At the year 2004 he and Dr. Anka participated at the 8th. International Congress of P.D and Movement disorders , which took place in Rome Italy. Conclusion was: G.K seems to be effective on general motor and mood dysfunction in P.D. It can also improve the respiratory and gastrointestinal disturbances and the patients awareness of his disease. Later Alex taught at the Maccabi Health Institute, part of Maccabi health care services in Israel.
He mentioned an incidenthe had about 30 years ago during a Martial arts training. He was choked by one of the instructors. He wouldn’t let go of his grip and Alex's hand paralyzed, He attempted to get him to stop by looking at him in the eyes. Instead, he interpreted the stare as a challenge and continued the choke hold.
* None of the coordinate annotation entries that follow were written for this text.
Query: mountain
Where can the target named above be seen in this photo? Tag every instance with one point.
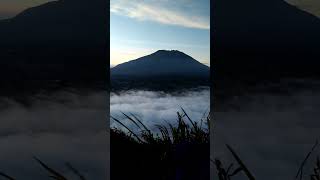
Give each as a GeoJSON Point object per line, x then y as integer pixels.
{"type": "Point", "coordinates": [64, 39]}
{"type": "Point", "coordinates": [162, 63]}
{"type": "Point", "coordinates": [264, 39]}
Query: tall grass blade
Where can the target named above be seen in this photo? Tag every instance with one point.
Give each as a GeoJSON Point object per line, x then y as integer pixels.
{"type": "Point", "coordinates": [242, 165]}
{"type": "Point", "coordinates": [127, 128]}
{"type": "Point", "coordinates": [300, 170]}
{"type": "Point", "coordinates": [75, 171]}
{"type": "Point", "coordinates": [55, 174]}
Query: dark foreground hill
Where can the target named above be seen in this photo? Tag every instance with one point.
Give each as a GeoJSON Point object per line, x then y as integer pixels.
{"type": "Point", "coordinates": [162, 70]}
{"type": "Point", "coordinates": [65, 40]}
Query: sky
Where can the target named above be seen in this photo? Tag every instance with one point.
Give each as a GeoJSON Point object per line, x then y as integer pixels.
{"type": "Point", "coordinates": [139, 28]}
{"type": "Point", "coordinates": [10, 8]}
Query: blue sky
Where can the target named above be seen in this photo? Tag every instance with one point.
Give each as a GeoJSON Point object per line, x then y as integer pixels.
{"type": "Point", "coordinates": [141, 27]}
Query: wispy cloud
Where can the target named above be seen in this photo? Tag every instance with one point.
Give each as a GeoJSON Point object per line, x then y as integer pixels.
{"type": "Point", "coordinates": [159, 11]}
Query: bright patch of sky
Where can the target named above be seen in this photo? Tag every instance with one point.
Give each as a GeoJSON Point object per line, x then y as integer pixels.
{"type": "Point", "coordinates": [139, 28]}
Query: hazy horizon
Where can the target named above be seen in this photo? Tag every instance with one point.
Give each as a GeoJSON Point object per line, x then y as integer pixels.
{"type": "Point", "coordinates": [139, 28]}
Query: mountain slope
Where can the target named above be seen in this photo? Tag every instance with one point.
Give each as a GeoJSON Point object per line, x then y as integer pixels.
{"type": "Point", "coordinates": [162, 63]}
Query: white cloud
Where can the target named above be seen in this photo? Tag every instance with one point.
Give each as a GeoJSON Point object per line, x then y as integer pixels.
{"type": "Point", "coordinates": [157, 12]}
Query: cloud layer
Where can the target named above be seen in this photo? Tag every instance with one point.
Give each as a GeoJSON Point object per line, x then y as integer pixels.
{"type": "Point", "coordinates": [159, 11]}
{"type": "Point", "coordinates": [157, 107]}
{"type": "Point", "coordinates": [57, 128]}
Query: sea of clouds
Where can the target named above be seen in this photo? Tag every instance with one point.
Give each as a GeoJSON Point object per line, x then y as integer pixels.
{"type": "Point", "coordinates": [154, 108]}
{"type": "Point", "coordinates": [59, 127]}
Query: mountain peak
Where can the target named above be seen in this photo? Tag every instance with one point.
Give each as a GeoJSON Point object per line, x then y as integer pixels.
{"type": "Point", "coordinates": [162, 63]}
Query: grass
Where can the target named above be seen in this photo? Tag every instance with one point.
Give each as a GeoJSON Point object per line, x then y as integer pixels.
{"type": "Point", "coordinates": [51, 172]}
{"type": "Point", "coordinates": [174, 151]}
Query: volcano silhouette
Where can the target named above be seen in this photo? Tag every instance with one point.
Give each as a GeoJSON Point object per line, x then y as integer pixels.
{"type": "Point", "coordinates": [162, 63]}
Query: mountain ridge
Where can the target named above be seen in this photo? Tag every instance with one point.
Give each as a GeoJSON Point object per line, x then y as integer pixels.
{"type": "Point", "coordinates": [162, 63]}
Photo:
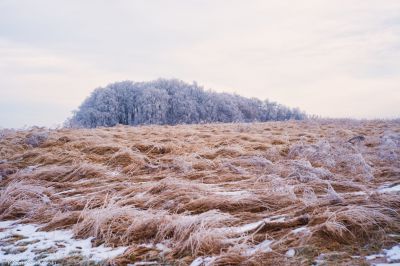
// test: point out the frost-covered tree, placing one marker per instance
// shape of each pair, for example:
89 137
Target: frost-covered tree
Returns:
172 102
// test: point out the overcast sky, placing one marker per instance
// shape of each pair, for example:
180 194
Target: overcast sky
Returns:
332 58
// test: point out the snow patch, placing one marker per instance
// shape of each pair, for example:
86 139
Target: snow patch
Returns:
301 229
391 255
23 243
262 247
388 189
200 261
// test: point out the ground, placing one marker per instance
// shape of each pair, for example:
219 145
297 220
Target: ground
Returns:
275 193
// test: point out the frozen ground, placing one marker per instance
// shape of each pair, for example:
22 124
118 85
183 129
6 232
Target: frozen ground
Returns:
279 193
25 244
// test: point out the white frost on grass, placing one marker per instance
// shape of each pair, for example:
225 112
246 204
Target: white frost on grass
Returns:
263 247
290 253
253 226
301 229
246 228
391 255
389 189
200 261
22 243
233 193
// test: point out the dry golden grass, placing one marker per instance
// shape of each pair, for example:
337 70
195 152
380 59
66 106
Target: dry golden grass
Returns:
173 193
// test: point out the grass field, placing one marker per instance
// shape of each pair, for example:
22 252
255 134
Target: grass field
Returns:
277 193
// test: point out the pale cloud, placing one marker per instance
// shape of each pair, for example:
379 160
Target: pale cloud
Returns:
333 58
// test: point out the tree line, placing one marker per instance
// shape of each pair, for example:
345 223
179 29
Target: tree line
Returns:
172 102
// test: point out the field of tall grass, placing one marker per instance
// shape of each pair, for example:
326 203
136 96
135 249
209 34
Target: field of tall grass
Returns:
275 193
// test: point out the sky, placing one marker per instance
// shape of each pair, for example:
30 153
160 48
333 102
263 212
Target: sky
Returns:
333 58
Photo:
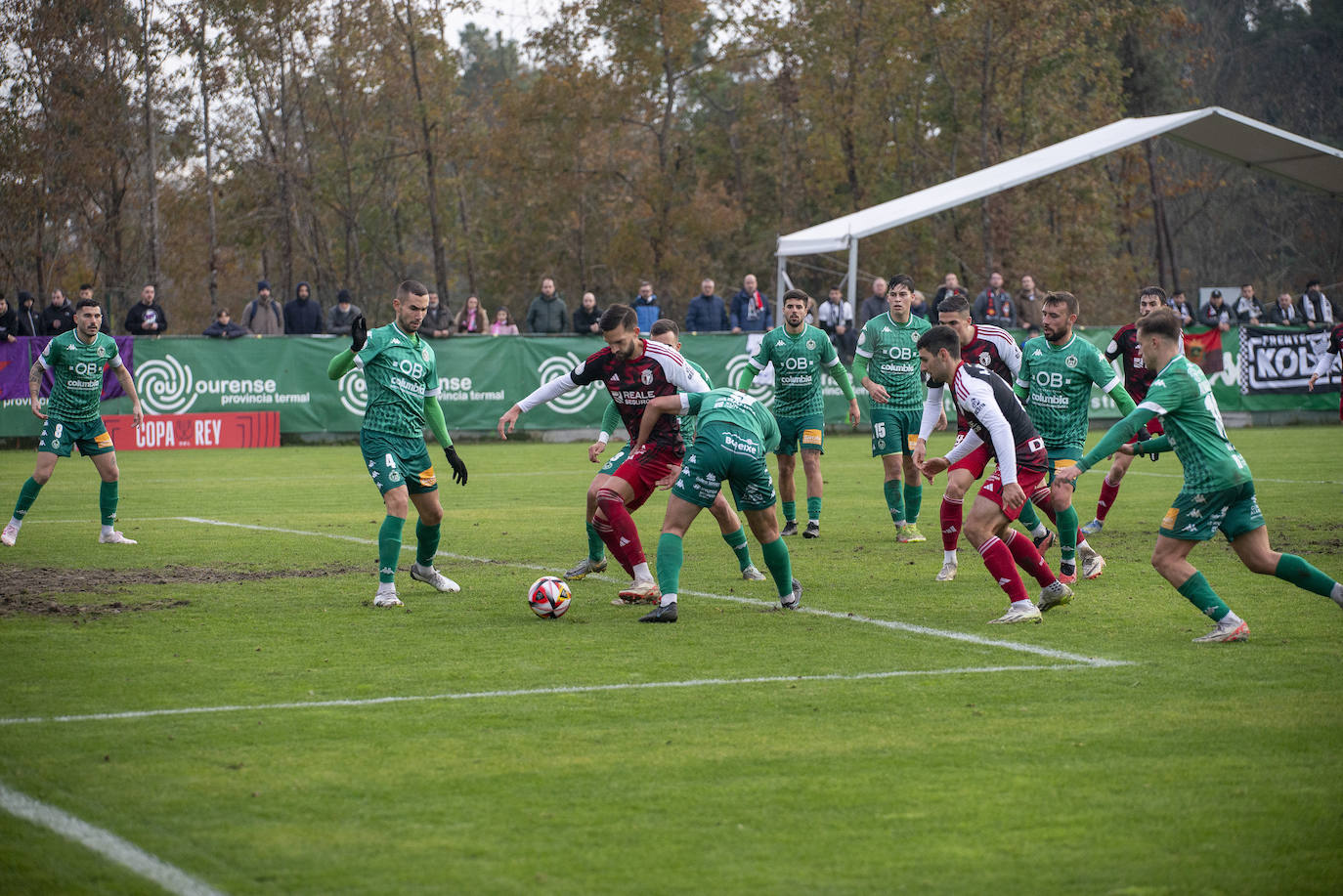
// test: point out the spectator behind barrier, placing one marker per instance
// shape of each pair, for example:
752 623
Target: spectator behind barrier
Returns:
225 326
503 324
263 316
147 318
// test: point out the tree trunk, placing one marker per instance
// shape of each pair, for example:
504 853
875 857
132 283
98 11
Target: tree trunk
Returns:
151 150
427 150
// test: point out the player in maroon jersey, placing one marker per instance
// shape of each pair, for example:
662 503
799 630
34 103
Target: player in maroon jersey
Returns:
1137 382
1324 363
997 421
988 347
634 371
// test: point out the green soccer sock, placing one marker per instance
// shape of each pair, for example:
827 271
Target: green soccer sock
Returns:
108 495
894 500
426 541
596 548
1303 576
780 566
914 500
671 556
814 509
738 541
1199 592
388 547
27 494
1066 522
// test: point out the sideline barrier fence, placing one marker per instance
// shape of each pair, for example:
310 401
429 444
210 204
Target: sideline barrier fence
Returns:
482 376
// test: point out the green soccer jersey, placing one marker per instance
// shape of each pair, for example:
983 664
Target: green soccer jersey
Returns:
1056 382
735 408
892 355
401 372
797 368
75 368
1184 398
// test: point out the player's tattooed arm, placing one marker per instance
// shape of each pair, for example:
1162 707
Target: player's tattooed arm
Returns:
35 389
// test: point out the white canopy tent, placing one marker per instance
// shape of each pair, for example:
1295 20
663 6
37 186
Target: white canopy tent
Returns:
1214 131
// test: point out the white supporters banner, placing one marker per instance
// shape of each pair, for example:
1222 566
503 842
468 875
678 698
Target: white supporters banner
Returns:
1278 361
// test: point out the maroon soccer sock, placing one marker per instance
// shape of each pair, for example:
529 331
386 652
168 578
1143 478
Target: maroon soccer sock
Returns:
1108 491
950 523
624 538
604 530
1001 566
1027 558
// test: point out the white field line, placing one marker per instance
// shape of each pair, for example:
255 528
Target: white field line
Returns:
104 842
846 617
531 692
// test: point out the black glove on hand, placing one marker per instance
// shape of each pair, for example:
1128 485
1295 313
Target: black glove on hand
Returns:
455 462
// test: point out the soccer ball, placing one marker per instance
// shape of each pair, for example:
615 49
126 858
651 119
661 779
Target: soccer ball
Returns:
549 597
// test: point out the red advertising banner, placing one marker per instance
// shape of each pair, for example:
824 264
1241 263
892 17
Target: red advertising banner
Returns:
226 429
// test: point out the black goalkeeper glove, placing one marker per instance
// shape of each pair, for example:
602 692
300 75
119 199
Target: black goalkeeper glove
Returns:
455 462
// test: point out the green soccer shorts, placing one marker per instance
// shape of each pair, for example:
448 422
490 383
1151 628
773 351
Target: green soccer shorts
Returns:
1196 516
893 430
808 430
90 437
725 454
1061 459
617 459
395 461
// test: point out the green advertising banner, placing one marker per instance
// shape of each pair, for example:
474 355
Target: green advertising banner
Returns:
482 376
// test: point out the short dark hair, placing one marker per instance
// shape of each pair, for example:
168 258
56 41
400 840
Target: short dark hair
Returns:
940 337
900 279
412 287
618 316
1062 298
664 325
1160 322
954 303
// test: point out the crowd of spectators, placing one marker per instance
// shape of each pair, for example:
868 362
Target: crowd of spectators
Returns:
747 311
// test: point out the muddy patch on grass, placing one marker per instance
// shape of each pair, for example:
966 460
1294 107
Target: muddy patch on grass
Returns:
49 591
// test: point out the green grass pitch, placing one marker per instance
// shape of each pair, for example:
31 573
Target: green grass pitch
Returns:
742 749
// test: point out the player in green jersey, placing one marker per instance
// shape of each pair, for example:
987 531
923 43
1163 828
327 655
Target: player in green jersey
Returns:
1218 493
402 378
1055 383
887 364
798 351
668 332
733 433
75 361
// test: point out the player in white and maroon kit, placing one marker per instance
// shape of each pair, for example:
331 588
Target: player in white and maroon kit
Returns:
1324 363
634 371
998 422
1138 379
984 346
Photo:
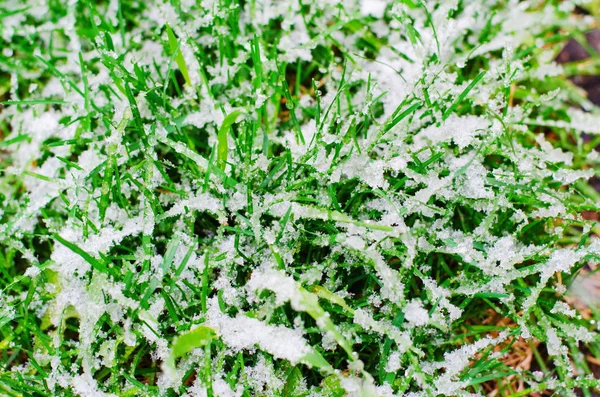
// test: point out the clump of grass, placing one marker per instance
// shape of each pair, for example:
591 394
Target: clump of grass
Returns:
240 198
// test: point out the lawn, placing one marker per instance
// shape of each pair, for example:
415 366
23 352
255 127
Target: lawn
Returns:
298 198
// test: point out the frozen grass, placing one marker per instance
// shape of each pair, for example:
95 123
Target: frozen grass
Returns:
294 198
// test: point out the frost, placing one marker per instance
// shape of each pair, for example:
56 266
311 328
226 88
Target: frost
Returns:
245 333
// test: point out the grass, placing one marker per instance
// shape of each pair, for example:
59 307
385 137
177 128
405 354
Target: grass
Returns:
297 199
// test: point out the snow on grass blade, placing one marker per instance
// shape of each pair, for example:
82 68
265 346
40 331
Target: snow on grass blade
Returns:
174 46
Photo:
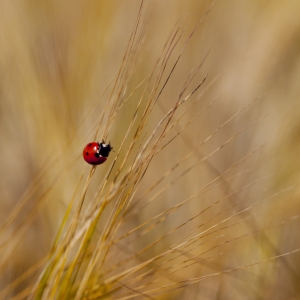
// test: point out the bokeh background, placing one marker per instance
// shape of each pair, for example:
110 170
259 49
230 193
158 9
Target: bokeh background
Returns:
56 59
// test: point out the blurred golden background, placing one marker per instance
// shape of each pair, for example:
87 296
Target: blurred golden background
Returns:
56 59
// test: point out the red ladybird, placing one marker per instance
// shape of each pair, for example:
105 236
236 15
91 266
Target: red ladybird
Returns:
95 153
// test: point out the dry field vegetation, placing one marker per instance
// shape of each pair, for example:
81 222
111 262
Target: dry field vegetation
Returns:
200 197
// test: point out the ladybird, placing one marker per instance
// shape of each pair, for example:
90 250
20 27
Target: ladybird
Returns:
95 153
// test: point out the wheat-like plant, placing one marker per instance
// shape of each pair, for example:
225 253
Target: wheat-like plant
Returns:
192 203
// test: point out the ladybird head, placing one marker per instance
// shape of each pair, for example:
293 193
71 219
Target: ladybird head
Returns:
104 149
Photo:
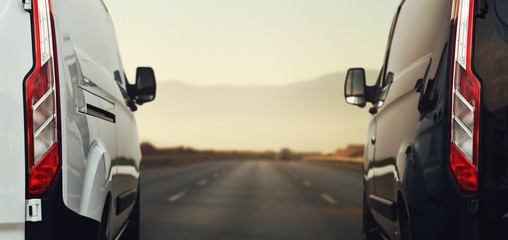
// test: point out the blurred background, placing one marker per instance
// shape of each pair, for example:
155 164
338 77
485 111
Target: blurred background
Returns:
253 89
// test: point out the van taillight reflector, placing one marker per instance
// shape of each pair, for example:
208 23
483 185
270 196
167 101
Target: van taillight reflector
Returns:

All of the old Holocaust nightmares of torture and humiliation suffered by my family at the hands of Nazis rushed back to Alex — and he fainted.That traumatic incident haunted him and developed into a chronic dreams and nightmares that affected his life for many years. He looked for help by going to various specialists in the medical field, but nobody provided a remedy. So he decided that he was going to have to help himself. He began to investigate the physiology of behavior — brain waves and the way the autonomic nervous system (ANS) in our body affects a person’s anatomy, where we live our traumas over and over again by entering into an anxiety-filled state of being. Alex began to realize that he was constantly repeating those horror stories his father had passed down to him about the Holocaust, and they were having a debilitating effect on his very being.
Building on his accumulated knowledge of martial arts and behavior patterns of the body and mind, he began to communicate with his body, instead of listening to the stories from the past being constantly generated by his mind;and managed to rid himself of his chronic nightmares and anxiety through mind/body interaction!
With time, Alex began to specialize in behavior patterns, body forms, arts of movement body language, the power of music upon our neural networks and the effects they have upon our body systems. It was then that he decided that he could share what he had learned with others who suffered from chronic disorders.
Clients came to him with behavior problems and unclear chronic diseases for which MDs had no answers. Alex built a methodic program in physical behavior patterns in which the clients learned about body language, mind language and body mind interraction while acquiring techniques to deal with their chronic problems. Alex became skilled in various forms of physical therapy for pain, movement, posture, respiratory, and attention disorders. His specialty is working with Parkinson’s disease (PD) patients, who, in actuality, suffer from a combination of the above neuropathological disorders.
Based on his knowledge in these fields, he developed the Gyro-Kinetic method, which is founded on the concept of movement, music, and rhythm — creating motion in the body, which stimulates simultaneous physiological, biological, and psychological reactions. Instead of listening to their minds, I Alex teaches clients how to listen to their bodies and communicate between the two. Our minds are constantly dredging up stories and scripts from our past that dictate how we should behave, and we’ve stopped listening to our bodies. This simple but incredibly powerful concept is the key to my method and it has consistently proved its potential upon the symptoms we call “Parkinson’s” and other neurological conditions. He believes that what he teaches in the fields of the physiology of behavior, martial arts, and the art of movement has a valuable lesson for everyone — especially for people diagnosed with early-stage Parkinson’s.